Es una cálida tarde de comienzos de verano, una temperatura agradable envuelve a los enamorados, pareja plácidamente tumbada sobre la suave hierba del parque, bajo el sol, el cielo azul y las blancas nubes que vuelan como el tiempo y los sueños. La fragante brisa arrastra el aroma de las flores y la tierra seca y acaricia juguetona la piel desnuda de sus brazos entrelazados.
Entre ellos se acomoda el silencio, acostumbrado y relajado, pues no necesitan compartir palabras para pasar las horas juntos como enamorados. Han aprendido a disfrutar el sencillo placer de su mutua compañía, a hacer de un breve momento un paraíso perenne del recuerdo. Saben que el cielo se encuentra en aquellos instantes de paz, de simple felicidad.
Ella se despereza lentamente bajo el sol, como un gato que ha pasado un tarde perezosa durmiendo sobre el tejado, y poco a poco la realidad vuelve a despertar sus sentidos. Como siempre cuando su alma se inquieta y siente aquella mano grande suavemente entrelazada con la suya, siente ese breve momento de nostalgia, como si viviera un sueño y le inquietara despertar.
Con cuidado se gira, se levanta despacio y apoya la cabeza sobre la palma de su mano. Observa en silencio a su compañero, recorre con sus pupilas su rostro relajado, imagina sus ojos oscuros tras los párpados cerrados, dibuja una sonrisa ficticia en sus labios inmóviles y como cada vez poco a poco siente la irrealidad de un largo sueño calar sobre ella. Quiere tocarlo, asegurarse de sigue allí y de que no es una ilusión fruto de su mente solitaria; pero tiene miedo a despertarlo y que se esfume como un dulce recuerdo. Por un momento sueña que es la suave brisa que juega con sus cabellos o el aire que besa ligero la piel de sus labios, podría ser la hierba verde que cosquillea sus sentidos o el suave murmullo de una fuente cercana que lo arrulla en sus sueños. Suspira. Un suspiro largo y silencioso lleno de deseos.

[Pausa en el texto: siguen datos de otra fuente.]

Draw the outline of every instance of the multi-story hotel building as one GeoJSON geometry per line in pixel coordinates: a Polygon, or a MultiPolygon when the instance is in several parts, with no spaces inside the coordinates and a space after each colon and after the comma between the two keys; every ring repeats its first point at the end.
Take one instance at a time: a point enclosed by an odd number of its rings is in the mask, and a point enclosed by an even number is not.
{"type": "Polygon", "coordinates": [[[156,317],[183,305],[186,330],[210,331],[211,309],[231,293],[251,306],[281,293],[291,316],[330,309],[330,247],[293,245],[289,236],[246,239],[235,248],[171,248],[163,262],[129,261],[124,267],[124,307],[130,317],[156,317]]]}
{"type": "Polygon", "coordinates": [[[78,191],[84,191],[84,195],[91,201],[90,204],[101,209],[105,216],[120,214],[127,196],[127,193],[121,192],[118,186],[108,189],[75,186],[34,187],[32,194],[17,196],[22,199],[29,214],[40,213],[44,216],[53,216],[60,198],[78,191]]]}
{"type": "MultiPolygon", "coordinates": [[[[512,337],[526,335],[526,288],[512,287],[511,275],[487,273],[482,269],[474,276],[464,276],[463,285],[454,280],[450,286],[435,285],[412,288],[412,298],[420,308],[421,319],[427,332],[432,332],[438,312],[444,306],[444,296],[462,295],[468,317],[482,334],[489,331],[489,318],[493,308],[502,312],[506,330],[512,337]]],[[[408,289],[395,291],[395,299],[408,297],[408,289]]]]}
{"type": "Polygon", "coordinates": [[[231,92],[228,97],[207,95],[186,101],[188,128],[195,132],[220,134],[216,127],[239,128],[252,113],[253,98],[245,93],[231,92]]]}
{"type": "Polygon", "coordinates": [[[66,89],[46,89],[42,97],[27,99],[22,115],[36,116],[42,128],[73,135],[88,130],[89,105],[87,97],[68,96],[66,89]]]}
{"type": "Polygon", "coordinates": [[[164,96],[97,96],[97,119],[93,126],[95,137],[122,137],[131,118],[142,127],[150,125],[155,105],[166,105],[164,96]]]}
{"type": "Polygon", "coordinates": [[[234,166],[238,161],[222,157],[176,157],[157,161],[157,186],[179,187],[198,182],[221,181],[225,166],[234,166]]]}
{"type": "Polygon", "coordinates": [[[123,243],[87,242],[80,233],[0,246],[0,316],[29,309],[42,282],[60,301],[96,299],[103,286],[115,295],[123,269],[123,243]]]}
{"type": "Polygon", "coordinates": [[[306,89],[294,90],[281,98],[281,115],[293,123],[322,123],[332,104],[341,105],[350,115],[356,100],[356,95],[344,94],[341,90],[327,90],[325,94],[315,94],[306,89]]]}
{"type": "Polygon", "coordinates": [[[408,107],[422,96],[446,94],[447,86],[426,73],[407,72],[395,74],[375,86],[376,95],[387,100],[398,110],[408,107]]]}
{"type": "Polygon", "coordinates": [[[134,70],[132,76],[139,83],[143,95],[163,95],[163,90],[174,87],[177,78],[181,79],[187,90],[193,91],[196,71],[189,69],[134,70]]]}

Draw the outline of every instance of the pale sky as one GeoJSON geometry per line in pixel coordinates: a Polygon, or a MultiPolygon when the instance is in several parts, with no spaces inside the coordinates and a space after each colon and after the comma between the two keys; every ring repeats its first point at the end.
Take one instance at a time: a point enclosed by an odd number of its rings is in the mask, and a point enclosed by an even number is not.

Como si presintiera su mirada, o tal vez porque siente la frescura de su sombra agazaparse sobre él, el hombre abre lentamente los ojos y la mira. Sus miradas se encuentran y se entrelazan, se funden, se abrazan, como viejas conocidas. Él la recorre con la vista un instante, como para asegurarse de que no ha olvidado ninguno de sus pequeños detalles, y después satisfecho con el boceto de su memoria vuelve a buscar sus ojos y aguarda en silencio. Sin palabras sabe que ella va a hablar.
-¿Por qué me quieres?- inquiere ella, una pregunta llena de todos sus miedos e inseguridades, los más profundos secretos de un corazón enamorado que teme perder el amor.
Una sonrisa baila en sus labios un instante. No necesita pensar, rumiar la idea, la respuesta es un conocimiento innato en él, simple y real.
-Te quiero porque te quiero.
Una respuesta sencilla, sin necesidad de adjetivos, sin que la tiñan las dudas ni las preocupaciones vanas. Tan solo unas palabras claras que no parecen decir nada pero lo encierran todo. "Te quiero porque te quiero"
Una frase tan simple basta para disipar todos los temores infundados de ese inquieto corazón enamorado. El amor más puro y cómodo, sin complejidades. Ella sonríe satisfecha y él siente que su alma se aligera cuando su mirada se aclara. Se inclinan el uno hacia el otro casi al unísono, empujados por el resorte de la familiaridad y sus labios se encuentran a medio camino y se funden.
Entre ellos se vuelve a instaurar el silencio pero ellos no lo escuchan.